Die Position des LSVD⁺ zu Sexarbeit bezieht sich klar auf eine konsensuelle sexuelle Dienstleistung zwischen volljährigen Geschäftspartner*innen gegen Entgelt oder andere materielle Güter. Dem gegenüber stellt sexuelle Ausbeutung eine Menschenrechtsverletzung dar; sie muss bekämpft und Täter*innen konsequent strafrechtlich verfolgt werden. Betroffene müssen geschützt werden. Dagegen gibt es bereits jetzt eindeutige Gesetze (Vgl. u.a. §§ 232, 232a Strafgesetzbuch).
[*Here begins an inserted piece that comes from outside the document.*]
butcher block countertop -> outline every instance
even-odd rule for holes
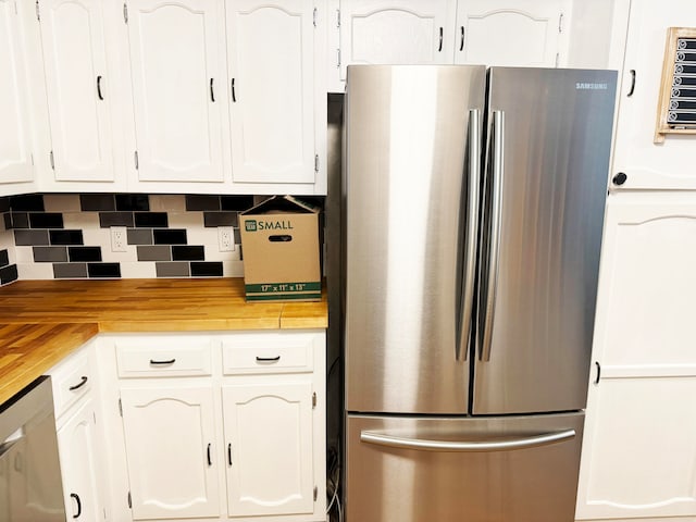
[[[18,281],[0,288],[0,405],[98,333],[326,328],[319,302],[246,302],[244,279]]]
Gerade auch Migrant*innen, besonders auf der Flucht, sind von sexueller Ausbeutung stark bedroht. Daher braucht es mehr legale Migrationswege, sichere Fluchtrouten und effektive Programme gegen Menschenhandel.
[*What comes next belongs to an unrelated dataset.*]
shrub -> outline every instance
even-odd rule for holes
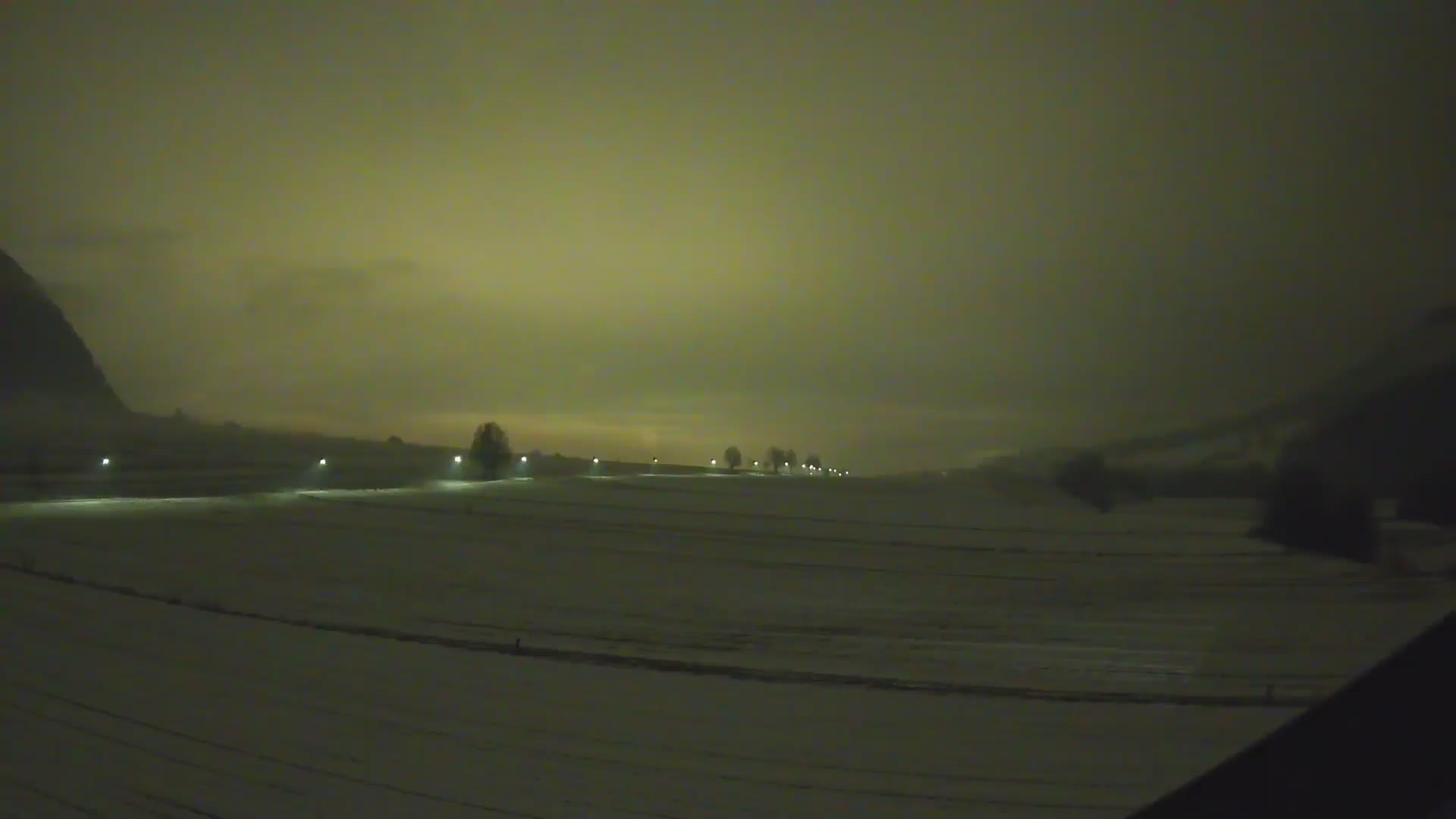
[[[1374,563],[1380,528],[1374,498],[1338,490],[1313,466],[1281,466],[1264,498],[1264,514],[1252,536],[1290,549]]]
[[[1402,520],[1456,526],[1456,462],[1411,481],[1396,501],[1395,514]]]
[[[510,459],[511,440],[501,424],[488,421],[476,427],[470,442],[470,462],[480,468],[486,479],[494,481]]]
Sexarbeit ist vielfältig und umfasst Tätigkeitsfelder, die gesellschaftlich und politisch oft unterschiedlich bewertet und stigmatisiert werden. Queerfeindlichkeit ist gerade für Personen, die in der Sexarbeit tätig sind, ein alltägliches Problem. Dabei sind sie in ihrer Tätigkeit mitunter gezielt LSBTIQ*-feindlicher Gewalt ausgesetzt und erfahren oft auch innerhalb der Arbeitsstrukturen der Sexarbeit Ausgrenzung.
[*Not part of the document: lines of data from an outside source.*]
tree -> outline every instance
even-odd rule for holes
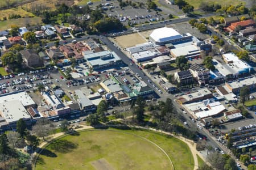
[[[243,60],[246,61],[250,61],[250,56],[248,52],[246,51],[240,51],[237,53],[237,56],[240,60]]]
[[[203,64],[209,70],[215,70],[215,66],[212,62],[212,57],[208,56],[205,57],[204,60]]]
[[[187,62],[188,60],[185,57],[185,56],[183,56],[177,57],[175,61],[177,67],[181,70],[184,70],[183,67],[184,66],[184,65],[186,65],[187,63]]]
[[[250,156],[245,154],[245,155],[240,155],[240,160],[243,163],[245,164],[248,164],[250,163]]]
[[[69,123],[67,120],[64,120],[60,124],[60,130],[62,131],[67,131],[68,130],[68,126],[69,126]]]
[[[249,165],[248,170],[256,170],[256,165],[255,164]]]
[[[71,58],[71,67],[72,67],[73,69],[74,69],[75,67],[76,67],[76,58],[73,57],[72,58]]]
[[[156,6],[156,4],[155,4],[155,3],[152,1],[151,0],[147,0],[146,5],[147,6],[148,10],[150,9],[155,10],[158,7]]]
[[[53,129],[54,125],[52,122],[45,118],[38,120],[35,125],[32,128],[32,131],[38,137],[44,138],[49,135]]]
[[[90,114],[86,120],[90,125],[95,125],[100,122],[100,119],[97,114]]]
[[[225,160],[221,154],[212,152],[208,155],[207,160],[216,169],[223,169]]]
[[[60,45],[60,41],[56,41],[54,42],[54,44],[55,45],[55,47],[58,47],[59,45]]]
[[[23,34],[23,39],[27,41],[28,43],[34,43],[36,39],[35,33],[34,32],[27,32]]]
[[[184,0],[175,0],[174,4],[177,5],[179,8],[181,9],[183,7],[188,5],[188,3]]]
[[[197,168],[197,170],[214,170],[214,169],[206,163],[204,163],[203,165]]]
[[[237,163],[236,163],[236,161],[230,158],[226,162],[226,164],[224,165],[224,169],[225,170],[238,170],[238,168],[237,166]]]
[[[108,104],[104,100],[101,100],[97,107],[97,114],[100,117],[101,120],[103,122],[106,121],[105,113],[108,110]]]
[[[242,87],[240,90],[240,102],[242,103],[243,105],[245,104],[245,101],[248,99],[250,95],[250,89],[247,86],[244,86]]]
[[[20,135],[16,131],[9,131],[6,133],[9,145],[12,148],[18,146],[18,143],[20,137]]]
[[[20,118],[17,122],[17,131],[22,137],[26,135],[27,130],[27,124],[23,118]]]
[[[0,135],[0,154],[8,155],[10,148],[8,146],[8,139],[5,134]]]
[[[28,144],[32,146],[32,148],[36,148],[39,144],[39,139],[36,135],[28,134],[26,139]]]
[[[23,46],[20,45],[20,44],[14,44],[14,45],[13,45],[12,47],[9,48],[9,50],[13,51],[14,52],[19,52],[20,51],[21,51],[23,49],[24,49],[24,47]]]
[[[218,41],[218,44],[220,46],[222,46],[223,45],[225,44],[225,42],[222,39],[220,39],[220,40]]]
[[[194,11],[194,7],[188,4],[182,7],[182,11],[185,14],[189,14]]]
[[[214,126],[218,126],[220,125],[220,120],[217,118],[213,119],[212,121],[212,125]]]
[[[197,26],[197,29],[200,32],[202,33],[205,33],[207,31],[207,27],[205,26],[204,24],[199,24]]]
[[[11,30],[9,31],[10,35],[13,37],[16,36],[19,33],[19,27],[16,25],[11,26]]]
Sexarbeitende leiden weltweit unter anhaltend verbreiteter Stigmatisierung, Diskriminierung und Menschenrechtsverletzungen, darunter willkürliche Verhaftung und Inhaftierung, Gewalt durch staatliche und private Akteur*innen sowie den Ausschluss vom zivilen, politischen und kulturellen Leben. Sexarbeitende sind Diskriminierung und Gewalt ausgesetzt, wobei Sexarbeitsfeindlichkeit eng mit Sexismus verknüpft ist. Zudem ist ihr Zugang zum Wohnungs- und Arbeitsmarkt oft stark eingeschränkt.

Bereits 2016 wies der VN-Generalsekretär darauf hin, dass die „Entkriminalisierung von Sexarbeit Gewalt, Belästigung und HIV-Risiko verringern kann“ und forderte die Staaten auf, Gesetze, Strategien und Praktiken abzuschaffen, die gegen die Menschenrechte verstoßen, einschließlich der Kriminalisierung von Sexarbeit. In Ländern, in denen Sexarbeit kriminalisiert ist, können Sexarbeitende wegen Straftaten wie Herumlungern, Landstreicherei, Behinderung des Straßenverkehrs, Zusammenkommen zum Zwecke der Sexarbeit, öffentliche Unsittlichkeit oder ordnungswidrigem Verhalten angeklagt werden, die alle Auswirkungen auf ihre Menschenrechte haben, einschließlich des Rechts auf Privatleben. (Implementation of the Declaration of Commitment on HIV/AIDS and the Political Declarations on HIV and AIDS, A/70/811, paras 53 and 75 (f).)